Un soir, après une partie de chasse, Formose avait été retenu à dîner au château par le comte, qui, fatigué plus que d’habitude, ne fut pas plus tôt passé au salon et installé dans son fauteuil, qu’il tomba dans un profond assoupissement. Formose et Mlle d’Orion parlèrent de magnétisme. Le prince proposa à la jeune fille de la magnétiser, et il commença à faire quelques passes par manière de jeu. Mlle Henriette, frémissant sous le regard du prince, sentait son cœur battre avec violence, le sang circulait actif dans ses veines. Elle était en proie à une inquiétude et à un charme inexprimable. Formose, excité lui-même par le trouble de la jeune fille, se pencha vers elle, la fascinant de son œil de serpent, et leurs lèvres s’épanouirent dans un baiser.
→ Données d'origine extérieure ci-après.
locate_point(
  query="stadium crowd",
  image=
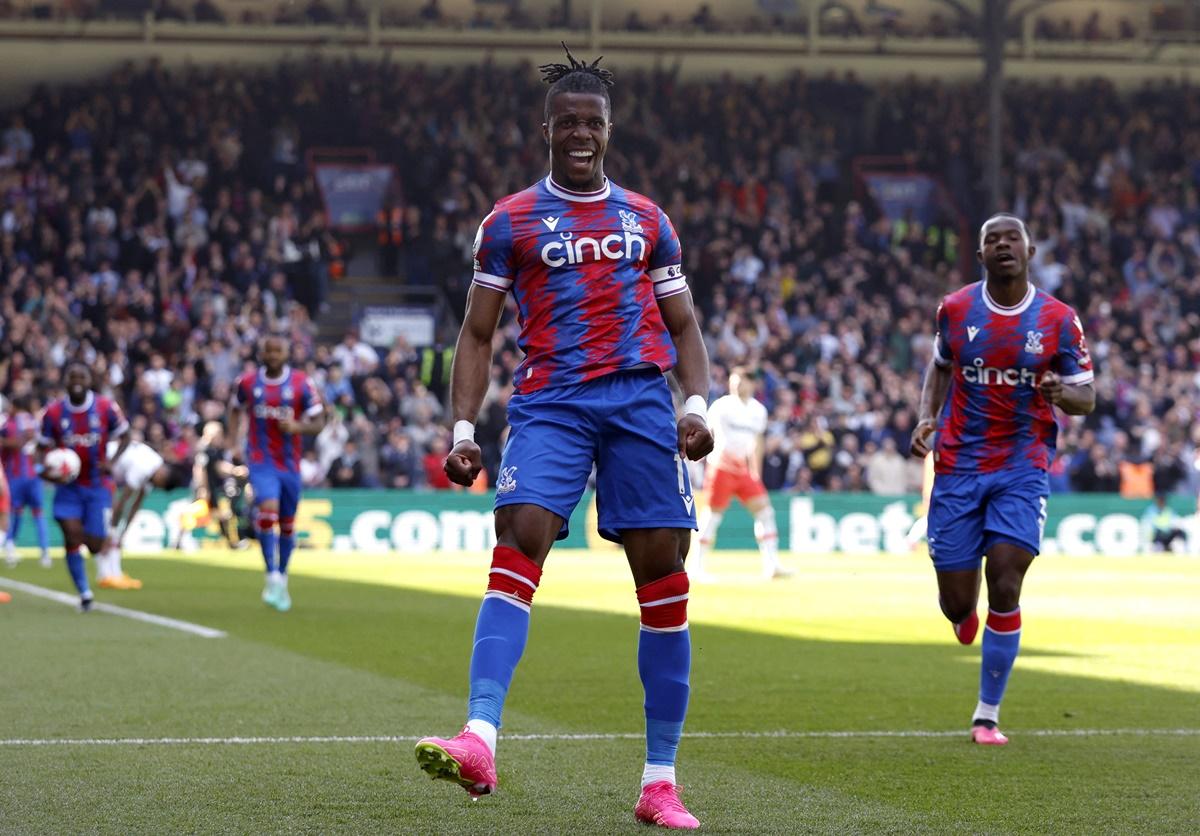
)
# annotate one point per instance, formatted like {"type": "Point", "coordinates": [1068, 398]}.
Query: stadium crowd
{"type": "Point", "coordinates": [837, 18]}
{"type": "Point", "coordinates": [157, 223]}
Aussitôt la jeune fille se releva pâle, épouvantée, et honteuse de ce qui venait de se passer, elle se dirigea vers son piano, et fit courir ses doigts sur le clavier pour réveiller M. de Larcy.

Plusieurs jours après cette scène, Mlle Henriette écrivait la lettre suivante à MMe de Veyle :

mademoiselle d’orion à madame la marquise de veyle

« Tu avais deviné, ma chère amie ; oui, je l’aime. J’ai fait tout ce que j’ai pu pour combattre cet amour ; mais il y a une force irrésistible, implacable, qui me pousse vers cet homme. A chaque instant de la nuit et du jour, il vit dans ma pensée. Je le vois partout ; je ne vois que lui. O ma chère Lucile ! qu’est-ce donc que l’amour ? un tourment de toutes les heures, une inquiétude de tous les instants. Quand il n’est pas là auprès de moi, je souffre, je l’attends, je l’appelle tout bas. S’il tarde à venir, je le maudis et l’adore en même temps ! Lorsque je suis auprès de lui, épiant ses moindres mouvements, suivant sur son front l’ombre de ses pensées, je tremble, j’ai peur, je voudrais le fuir, et pourtant je me sens clouée par une puissance inconnue plus forte que ma volonté. Mon Dieu ! mon Dieu ! je te demande ce que c’est que l’amour ! Le sais-tu, toi-même, chère Lucile ? Qui a jamais pu résoudre ce problème ? Tous les grands sentiments ont une source inconnue ; l’idée de l’amour échappe à l’analyse cumme l’idée de Dieu.